Eine Freundin, mit der die Erzählerin telefoniert, erkennt schneller als sie selbst, was das Problem ist: „Da lebst du in großer Nähe zu diesem sehr attraktiven, sehr sexy jungen Mann, eine unübersehbare Erinnerung an das, was du nicht mehr haben kannst, was du verloren hast, dieser aufregende Teil des Lebens, der jetzt hinter dir liegt und nie wiederkommt, und obwohl es nicht sein Fehler ist, gibst du ihm die Schuld.“

Durch die unfreiwillige Wohngemeinschaft bekommen das Denken und die Lage der Schriftstellerin noch einmal einen neuen Dreh und die Auseinandersetzung mit dem Älterwerden eine neue Dynamik.
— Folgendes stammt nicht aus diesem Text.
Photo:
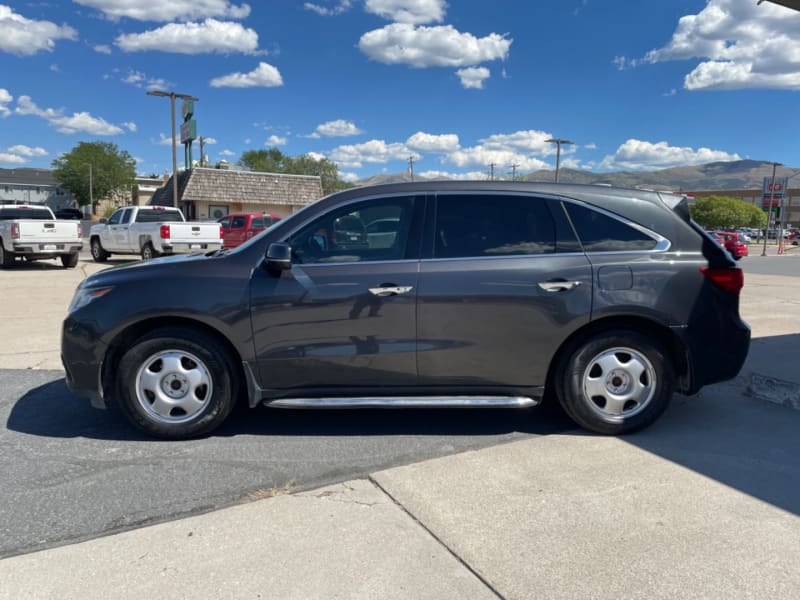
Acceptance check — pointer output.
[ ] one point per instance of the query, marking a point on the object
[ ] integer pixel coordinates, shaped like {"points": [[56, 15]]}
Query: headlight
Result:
{"points": [[84, 296]]}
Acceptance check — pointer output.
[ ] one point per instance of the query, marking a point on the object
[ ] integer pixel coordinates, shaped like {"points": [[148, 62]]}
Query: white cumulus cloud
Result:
{"points": [[158, 10], [5, 98], [427, 142], [473, 77], [7, 157], [25, 37], [408, 11], [264, 75], [77, 122], [337, 9], [440, 46], [210, 36], [27, 150], [275, 140], [337, 128], [636, 155], [740, 44], [373, 151]]}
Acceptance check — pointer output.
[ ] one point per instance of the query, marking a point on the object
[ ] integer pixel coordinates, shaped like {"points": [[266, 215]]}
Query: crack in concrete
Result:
{"points": [[440, 541]]}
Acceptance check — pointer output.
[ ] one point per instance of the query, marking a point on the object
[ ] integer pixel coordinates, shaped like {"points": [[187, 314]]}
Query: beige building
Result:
{"points": [[208, 194]]}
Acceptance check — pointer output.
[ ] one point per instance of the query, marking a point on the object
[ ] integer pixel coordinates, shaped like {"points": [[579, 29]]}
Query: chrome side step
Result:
{"points": [[407, 402]]}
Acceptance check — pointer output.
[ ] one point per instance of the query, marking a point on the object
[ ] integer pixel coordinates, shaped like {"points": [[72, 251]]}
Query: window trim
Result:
{"points": [[421, 201], [662, 243]]}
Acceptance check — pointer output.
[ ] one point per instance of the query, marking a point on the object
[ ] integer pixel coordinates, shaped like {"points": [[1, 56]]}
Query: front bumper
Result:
{"points": [[82, 356]]}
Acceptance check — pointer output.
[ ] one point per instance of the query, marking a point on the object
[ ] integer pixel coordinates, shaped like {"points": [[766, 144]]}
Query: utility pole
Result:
{"points": [[172, 96], [769, 214], [558, 142]]}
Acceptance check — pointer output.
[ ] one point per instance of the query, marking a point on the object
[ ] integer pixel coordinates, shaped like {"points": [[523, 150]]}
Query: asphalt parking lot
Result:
{"points": [[706, 503]]}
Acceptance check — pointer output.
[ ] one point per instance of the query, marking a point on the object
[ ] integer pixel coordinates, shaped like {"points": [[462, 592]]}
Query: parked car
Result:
{"points": [[69, 213], [151, 231], [237, 228], [492, 294], [31, 232], [734, 244]]}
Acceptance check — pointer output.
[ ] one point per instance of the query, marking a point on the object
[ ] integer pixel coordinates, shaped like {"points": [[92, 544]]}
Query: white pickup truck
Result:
{"points": [[151, 231], [33, 233]]}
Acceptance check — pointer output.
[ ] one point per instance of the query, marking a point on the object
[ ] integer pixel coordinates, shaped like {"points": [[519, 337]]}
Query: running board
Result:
{"points": [[407, 402]]}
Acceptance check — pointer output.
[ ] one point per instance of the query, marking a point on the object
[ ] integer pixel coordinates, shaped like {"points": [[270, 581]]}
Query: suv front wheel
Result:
{"points": [[176, 383], [616, 382]]}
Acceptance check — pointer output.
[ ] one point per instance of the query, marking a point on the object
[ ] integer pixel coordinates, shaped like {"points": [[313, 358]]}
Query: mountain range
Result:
{"points": [[733, 175]]}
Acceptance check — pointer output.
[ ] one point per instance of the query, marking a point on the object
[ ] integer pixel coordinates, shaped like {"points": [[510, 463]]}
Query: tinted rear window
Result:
{"points": [[8, 214], [154, 216], [601, 233], [492, 225]]}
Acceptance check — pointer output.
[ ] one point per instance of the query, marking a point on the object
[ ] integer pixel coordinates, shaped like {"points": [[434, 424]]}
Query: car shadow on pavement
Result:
{"points": [[724, 433], [51, 410]]}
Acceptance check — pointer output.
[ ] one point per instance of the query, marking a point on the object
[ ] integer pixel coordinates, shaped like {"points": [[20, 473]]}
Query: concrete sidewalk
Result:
{"points": [[705, 503]]}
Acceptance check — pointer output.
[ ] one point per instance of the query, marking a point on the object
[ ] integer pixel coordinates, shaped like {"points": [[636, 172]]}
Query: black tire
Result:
{"points": [[615, 382], [98, 253], [148, 252], [6, 257], [177, 363], [69, 261]]}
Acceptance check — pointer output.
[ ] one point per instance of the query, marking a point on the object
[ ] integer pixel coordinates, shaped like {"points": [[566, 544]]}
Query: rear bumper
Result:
{"points": [[48, 249], [174, 247], [715, 356]]}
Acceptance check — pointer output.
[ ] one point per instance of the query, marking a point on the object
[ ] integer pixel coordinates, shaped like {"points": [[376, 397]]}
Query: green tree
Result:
{"points": [[273, 160], [111, 169], [714, 212]]}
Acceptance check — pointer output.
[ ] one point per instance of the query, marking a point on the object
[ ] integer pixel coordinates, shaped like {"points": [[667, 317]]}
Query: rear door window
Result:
{"points": [[492, 225], [601, 233]]}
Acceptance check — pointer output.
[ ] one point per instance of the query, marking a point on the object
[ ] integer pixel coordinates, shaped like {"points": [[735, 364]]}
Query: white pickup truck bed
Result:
{"points": [[33, 233], [151, 231]]}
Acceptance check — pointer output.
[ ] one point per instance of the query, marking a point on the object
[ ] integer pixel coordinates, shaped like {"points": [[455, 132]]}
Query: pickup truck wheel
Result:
{"points": [[176, 383], [98, 254], [615, 382], [70, 260], [6, 258], [148, 252]]}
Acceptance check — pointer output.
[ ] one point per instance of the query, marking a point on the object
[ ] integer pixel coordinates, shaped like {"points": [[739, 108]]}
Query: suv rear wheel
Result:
{"points": [[176, 383], [616, 382]]}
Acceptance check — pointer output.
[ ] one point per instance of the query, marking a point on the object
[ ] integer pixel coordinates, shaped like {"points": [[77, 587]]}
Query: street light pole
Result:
{"points": [[558, 142], [172, 96], [769, 214], [91, 197]]}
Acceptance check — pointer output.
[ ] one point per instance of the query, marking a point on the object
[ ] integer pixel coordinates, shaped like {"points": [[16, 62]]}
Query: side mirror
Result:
{"points": [[278, 257]]}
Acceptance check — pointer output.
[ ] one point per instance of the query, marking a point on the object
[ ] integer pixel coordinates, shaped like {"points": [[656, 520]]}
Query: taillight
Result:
{"points": [[729, 279]]}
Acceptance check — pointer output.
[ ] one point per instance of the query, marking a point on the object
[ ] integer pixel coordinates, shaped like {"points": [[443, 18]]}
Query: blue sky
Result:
{"points": [[636, 85]]}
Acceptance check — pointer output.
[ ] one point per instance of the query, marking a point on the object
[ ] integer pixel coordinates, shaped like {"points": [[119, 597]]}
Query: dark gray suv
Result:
{"points": [[435, 294]]}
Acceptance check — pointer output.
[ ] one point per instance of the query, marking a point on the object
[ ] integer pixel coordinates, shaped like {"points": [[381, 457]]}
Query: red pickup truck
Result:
{"points": [[237, 228]]}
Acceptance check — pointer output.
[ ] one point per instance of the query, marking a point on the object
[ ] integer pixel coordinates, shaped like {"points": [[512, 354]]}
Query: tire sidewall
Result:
{"points": [[215, 360], [578, 406]]}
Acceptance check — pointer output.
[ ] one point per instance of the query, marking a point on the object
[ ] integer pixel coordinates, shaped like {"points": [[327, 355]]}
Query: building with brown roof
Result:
{"points": [[208, 194]]}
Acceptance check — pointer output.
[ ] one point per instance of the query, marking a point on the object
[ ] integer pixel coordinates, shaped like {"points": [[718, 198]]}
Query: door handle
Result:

Möglicherweise gibt es sogar so etwas wie eine Läuterung oder zumindest ein Einverständnis mit dem Lauf der Dinge.

Aber das wird eher angedeutet, wie dieses kluge, zwischen Roman, Essay und Memoir oszillierende Buch ohnehin ein sehr subtiler Versuch ist, Außen- und Innenwelt in einer unvorstellbaren Situation behutsam abzubilden. Aufblitzende Anekdoten und Erinnerungsfragmente, Zweifel, Wirklichkeitsschock und Wirklichkeitsflucht erzeugen eine Erfahrung des Verlusts, die zugleich tröstliche Momente bereithält.

Gelungenes Buch zur Pandemie

Die Erzählerin steht außerhalb der Zeit – wie wir in der Pandemie alle aus unseren gewohnten Rhythmen geworfen waren –, um das Vergehen der Zeit nur umso drastischer wahrzunehmen. Die Genauigkeit der Selbstbefragung, der nüchterne, offene Ton, die Verwundbarkeit machen „Die Verletzlichen“, hervorragend übersetzt von Anette Grube, zum vielleicht gelungensten Buch, das bislang über die Coronajahre erschienen ist.